According to the documents, the GCHQ has "access to many more bearers than we can have cover on at any one time, and the set we have on cover is changed to meet operational needs".
The amount of data collected from the links is massive: a single 10Gbps link produces so much information it is "far too much to store, or even to process in any complicated way", the GHCQ said.
To make the processing manageable, the GCHQ discards the vast majority of data packets captured. Software called the packet processing framework (PPF) filters incoming data, with matching information being sent to the TERRAIN platform for more complicated processing.
GCHQ aims to separate communications metadata which the agency is more free to capture at will from the content of voice calls and internet transmitted messages, which are covered by "extremely stringent legal and policy constraints.
However, the agency said that while for traditional telephony communications it is easy to separate metadata (phone numbers) from content (voice calls), it is more difficult to keep the two apart when it comes to the internet.
Botnets such as Conficker are of interest to the GCHQ, and are being detected to track potential criminal and foreign government computer network exploitation (CNE) operations. The GCHQ also engages in CNE operations itself.
"GCHQ's first CNE operation was carried out in the early nineties, and since then CNE has grown to the scale of a small industry in GHCQ," the document said.

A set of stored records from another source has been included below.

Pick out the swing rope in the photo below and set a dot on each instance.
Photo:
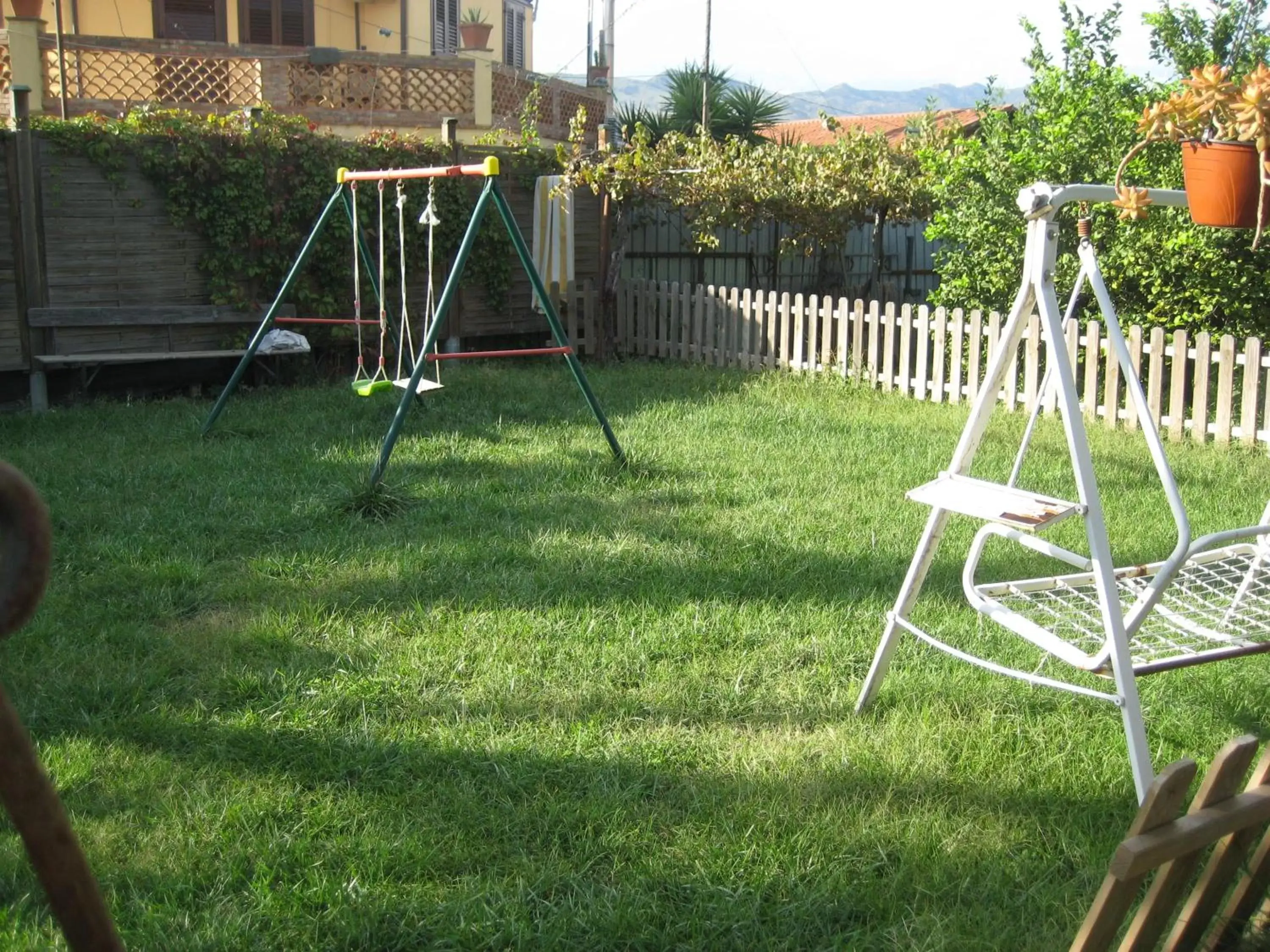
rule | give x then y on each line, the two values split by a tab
357	294
384	314
406	342
430	216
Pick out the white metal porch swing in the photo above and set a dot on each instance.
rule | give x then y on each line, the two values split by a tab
1209	600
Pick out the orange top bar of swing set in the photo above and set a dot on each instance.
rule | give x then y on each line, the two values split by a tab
484	169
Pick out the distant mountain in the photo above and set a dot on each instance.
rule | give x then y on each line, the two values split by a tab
836	101
849	101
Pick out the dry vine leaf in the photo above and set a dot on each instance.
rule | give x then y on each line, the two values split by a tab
1132	202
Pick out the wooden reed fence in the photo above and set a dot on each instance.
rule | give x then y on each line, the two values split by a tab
1197	385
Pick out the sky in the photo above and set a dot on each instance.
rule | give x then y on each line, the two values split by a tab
868	45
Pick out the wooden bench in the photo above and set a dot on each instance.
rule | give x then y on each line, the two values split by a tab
1223	824
91	338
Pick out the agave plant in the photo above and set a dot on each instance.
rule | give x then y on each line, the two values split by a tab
634	115
736	110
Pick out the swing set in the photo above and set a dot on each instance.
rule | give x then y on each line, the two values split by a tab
411	363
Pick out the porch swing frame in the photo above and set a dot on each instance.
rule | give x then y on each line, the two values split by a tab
1015	515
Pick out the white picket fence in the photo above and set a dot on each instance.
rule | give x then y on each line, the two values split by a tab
1194	385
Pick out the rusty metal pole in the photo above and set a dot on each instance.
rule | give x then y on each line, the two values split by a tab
61	54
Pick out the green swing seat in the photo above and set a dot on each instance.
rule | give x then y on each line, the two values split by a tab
367	388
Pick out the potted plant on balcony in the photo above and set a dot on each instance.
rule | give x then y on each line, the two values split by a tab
1225	134
597	74
474	30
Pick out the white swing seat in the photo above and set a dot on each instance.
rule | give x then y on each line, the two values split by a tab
1008	506
423	386
1217	606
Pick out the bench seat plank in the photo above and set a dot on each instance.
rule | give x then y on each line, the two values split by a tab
141	315
50	360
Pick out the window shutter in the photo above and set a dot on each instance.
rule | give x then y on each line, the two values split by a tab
260	23
508	37
514	36
291	23
190	19
445	27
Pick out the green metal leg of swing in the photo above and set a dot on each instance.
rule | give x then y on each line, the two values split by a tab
267	322
439	319
522	252
491	192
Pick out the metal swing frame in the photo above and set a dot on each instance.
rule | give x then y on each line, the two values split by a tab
1209	600
491	195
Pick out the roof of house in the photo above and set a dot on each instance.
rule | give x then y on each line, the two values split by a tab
813	132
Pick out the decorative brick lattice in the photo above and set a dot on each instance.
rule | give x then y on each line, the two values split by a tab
359	85
131	77
6	80
568	103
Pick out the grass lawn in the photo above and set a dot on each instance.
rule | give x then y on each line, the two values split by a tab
555	705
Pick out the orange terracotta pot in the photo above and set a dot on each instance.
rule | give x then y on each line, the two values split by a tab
1223	183
475	35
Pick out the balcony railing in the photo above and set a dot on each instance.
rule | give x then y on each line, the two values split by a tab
333	88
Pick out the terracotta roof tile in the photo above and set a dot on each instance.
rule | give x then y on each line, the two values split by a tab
813	132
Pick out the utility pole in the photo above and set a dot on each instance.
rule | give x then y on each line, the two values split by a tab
705	80
607	45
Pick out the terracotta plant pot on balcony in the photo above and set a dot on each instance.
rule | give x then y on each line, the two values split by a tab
475	35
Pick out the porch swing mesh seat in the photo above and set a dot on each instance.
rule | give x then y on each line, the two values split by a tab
1209	600
1218	605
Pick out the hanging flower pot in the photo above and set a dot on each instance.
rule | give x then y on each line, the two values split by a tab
1225	134
1223	183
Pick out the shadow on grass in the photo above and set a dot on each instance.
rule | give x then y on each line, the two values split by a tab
494	847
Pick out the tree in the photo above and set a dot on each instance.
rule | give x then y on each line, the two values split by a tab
1077	121
1234	36
736	110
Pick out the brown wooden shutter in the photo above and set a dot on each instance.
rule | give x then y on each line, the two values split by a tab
190	19
514	36
445	27
293	23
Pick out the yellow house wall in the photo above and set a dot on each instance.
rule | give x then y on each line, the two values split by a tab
126	18
333	23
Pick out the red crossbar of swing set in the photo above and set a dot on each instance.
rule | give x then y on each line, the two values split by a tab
527	352
437	172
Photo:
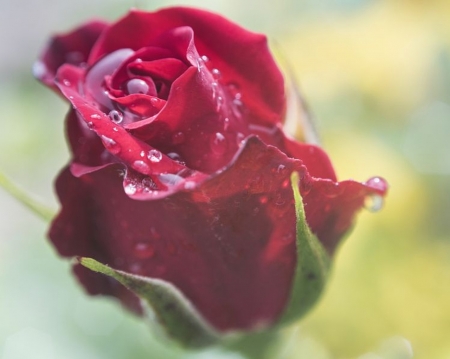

The spy agency also tries to keep lists of payphones in different countries for metadata collection.
IBM's InfoSphere Streams, which started out as a research project between the IT giant and the NSA with input from GCHQ, and which the spy agencies refer to as DISTILLERY, is used to process data as it arrives.
Building a processing flow from streams of data saves on storage, and also provides "near-real-time tipping" when an event of interest occurs.
"We can typically provide a tip-off within a second of the event occurring, although the latency of the analyst is somewhat higher," the document notes.
In 2011, the GHCQ used the Streams Processing Language (SPL) to write applications for DISTILLERY, and ran them on InfoSphere Streams version 2; older applications were written in the Streams Processing Application Declarative Engine (SPADE), running on version 1 of InfoSphere Streams, with the GCHQ conveting them to SPL.
The open source Hadoop distributed data processing package is also used by the GCHQ.
Hadoop is suggested for use "whenever you want to batch process a large amount of static data" such as the multi-terabyte datasets the GHCQ intercepts.
Supervised and semi-supervised machine learning to churn through captured information "often produce functions with high accuracies on real-world data sets", the document notes.
Difficulties in creating training sets for machine learning have limited their usefulness for the GCHQ however, as the outcome changes with time and any algorithm used must be periodically retrained.